Many non-math fields produce research that is valuable, but with no real impact on math itself. This seems to suggest your guess/hypothesis is false. Some use math, but more use statistics. Some use neither.
A typical thesis in many fields is novel for the questions it asks, though the way of gathering evidence and the statistical evaluation of that question can be quite standard. Such theses don't advance statistics either, though they may (occasionally) use it in creative ways. But their importance lies in asking and giving evidence for important questions in the field.
But there are fields that use very little math. Some theses in philosophy, for example, don't use math at all. History might be similar.
But Economics is pretty mathematical in some of the things it does. But since it often gets things quite wrong, while using "accepted" methods, it isn't really fundamentally like math. You need a lot of math to study it, perhaps, but that doesn't make it math - certainly not pure math, though it is an application (many cases).
I'd guess that you probably do need to prove that you know some math in order to undertake a dissertation in some fields and likewise statistics in others. In particular, in some places there are comprehensive exams that require some math and/or statistics background.
But, it isn't a universal. It is field dependent and even likely dependent on some specifics within fields.

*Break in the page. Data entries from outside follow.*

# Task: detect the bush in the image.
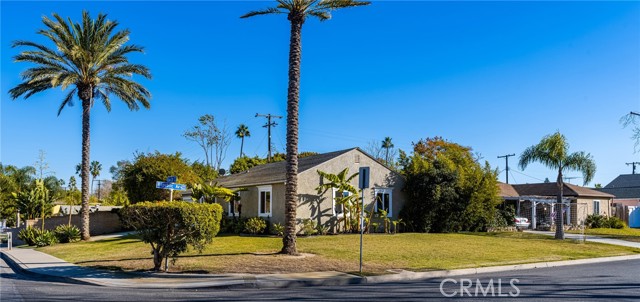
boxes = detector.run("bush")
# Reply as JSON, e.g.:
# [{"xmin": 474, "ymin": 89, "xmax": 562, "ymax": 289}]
[
  {"xmin": 299, "ymin": 219, "xmax": 318, "ymax": 236},
  {"xmin": 606, "ymin": 216, "xmax": 626, "ymax": 229},
  {"xmin": 34, "ymin": 230, "xmax": 57, "ymax": 247},
  {"xmin": 121, "ymin": 201, "xmax": 223, "ymax": 271},
  {"xmin": 585, "ymin": 214, "xmax": 627, "ymax": 229},
  {"xmin": 272, "ymin": 223, "xmax": 285, "ymax": 237},
  {"xmin": 54, "ymin": 225, "xmax": 81, "ymax": 243},
  {"xmin": 585, "ymin": 214, "xmax": 607, "ymax": 228},
  {"xmin": 244, "ymin": 217, "xmax": 267, "ymax": 235},
  {"xmin": 18, "ymin": 226, "xmax": 40, "ymax": 246}
]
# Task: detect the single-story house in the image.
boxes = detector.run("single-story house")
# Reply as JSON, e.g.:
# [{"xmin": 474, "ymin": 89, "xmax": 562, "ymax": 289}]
[
  {"xmin": 499, "ymin": 182, "xmax": 614, "ymax": 229},
  {"xmin": 214, "ymin": 148, "xmax": 405, "ymax": 232}
]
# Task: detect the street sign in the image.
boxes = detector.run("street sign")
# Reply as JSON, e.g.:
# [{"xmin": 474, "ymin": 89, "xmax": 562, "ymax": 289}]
[
  {"xmin": 358, "ymin": 167, "xmax": 370, "ymax": 189},
  {"xmin": 167, "ymin": 176, "xmax": 177, "ymax": 183},
  {"xmin": 169, "ymin": 183, "xmax": 187, "ymax": 191},
  {"xmin": 156, "ymin": 181, "xmax": 171, "ymax": 189}
]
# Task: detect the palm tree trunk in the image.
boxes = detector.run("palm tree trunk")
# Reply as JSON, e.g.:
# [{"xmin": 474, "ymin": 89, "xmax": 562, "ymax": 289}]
[
  {"xmin": 80, "ymin": 93, "xmax": 92, "ymax": 241},
  {"xmin": 281, "ymin": 16, "xmax": 303, "ymax": 255},
  {"xmin": 240, "ymin": 137, "xmax": 244, "ymax": 157},
  {"xmin": 555, "ymin": 169, "xmax": 565, "ymax": 240}
]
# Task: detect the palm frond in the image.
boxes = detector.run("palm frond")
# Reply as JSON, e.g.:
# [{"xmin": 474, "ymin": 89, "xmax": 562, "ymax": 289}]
[
  {"xmin": 241, "ymin": 7, "xmax": 284, "ymax": 18},
  {"xmin": 564, "ymin": 151, "xmax": 596, "ymax": 185},
  {"xmin": 316, "ymin": 0, "xmax": 371, "ymax": 10},
  {"xmin": 308, "ymin": 9, "xmax": 331, "ymax": 21},
  {"xmin": 57, "ymin": 88, "xmax": 77, "ymax": 116}
]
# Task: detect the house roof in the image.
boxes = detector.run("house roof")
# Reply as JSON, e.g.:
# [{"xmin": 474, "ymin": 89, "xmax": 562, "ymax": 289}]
[
  {"xmin": 498, "ymin": 182, "xmax": 519, "ymax": 198},
  {"xmin": 511, "ymin": 182, "xmax": 614, "ymax": 198},
  {"xmin": 604, "ymin": 174, "xmax": 640, "ymax": 188},
  {"xmin": 215, "ymin": 148, "xmax": 357, "ymax": 188},
  {"xmin": 596, "ymin": 174, "xmax": 640, "ymax": 199}
]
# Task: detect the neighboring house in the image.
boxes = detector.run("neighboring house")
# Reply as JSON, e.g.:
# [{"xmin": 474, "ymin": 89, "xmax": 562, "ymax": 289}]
[
  {"xmin": 597, "ymin": 174, "xmax": 640, "ymax": 227},
  {"xmin": 597, "ymin": 174, "xmax": 640, "ymax": 207},
  {"xmin": 498, "ymin": 182, "xmax": 614, "ymax": 229},
  {"xmin": 214, "ymin": 148, "xmax": 405, "ymax": 232}
]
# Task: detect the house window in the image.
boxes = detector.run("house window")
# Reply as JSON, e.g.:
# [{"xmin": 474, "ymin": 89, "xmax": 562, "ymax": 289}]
[
  {"xmin": 374, "ymin": 188, "xmax": 392, "ymax": 217},
  {"xmin": 228, "ymin": 200, "xmax": 240, "ymax": 217},
  {"xmin": 332, "ymin": 189, "xmax": 351, "ymax": 217},
  {"xmin": 258, "ymin": 186, "xmax": 272, "ymax": 217},
  {"xmin": 593, "ymin": 200, "xmax": 600, "ymax": 215}
]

In the US, most undergraduates going on to graduate study will have some math required in their program. Political Science students, perhaps, not so much, though some questions there require statistics for adequate answers. English Literature maybe not needed at all even if it is studied.
Note that in most fields, questions don't have binary, yes/no, answers. So statistics is often necessary to get the measure of "how true" some hypothesis is. And, since it is difficult to study complete populations for many things (as some are large are others constantly changing) it is necessary to rely on (imperfect) sampling. But it is the questions, themselves, that drive the research.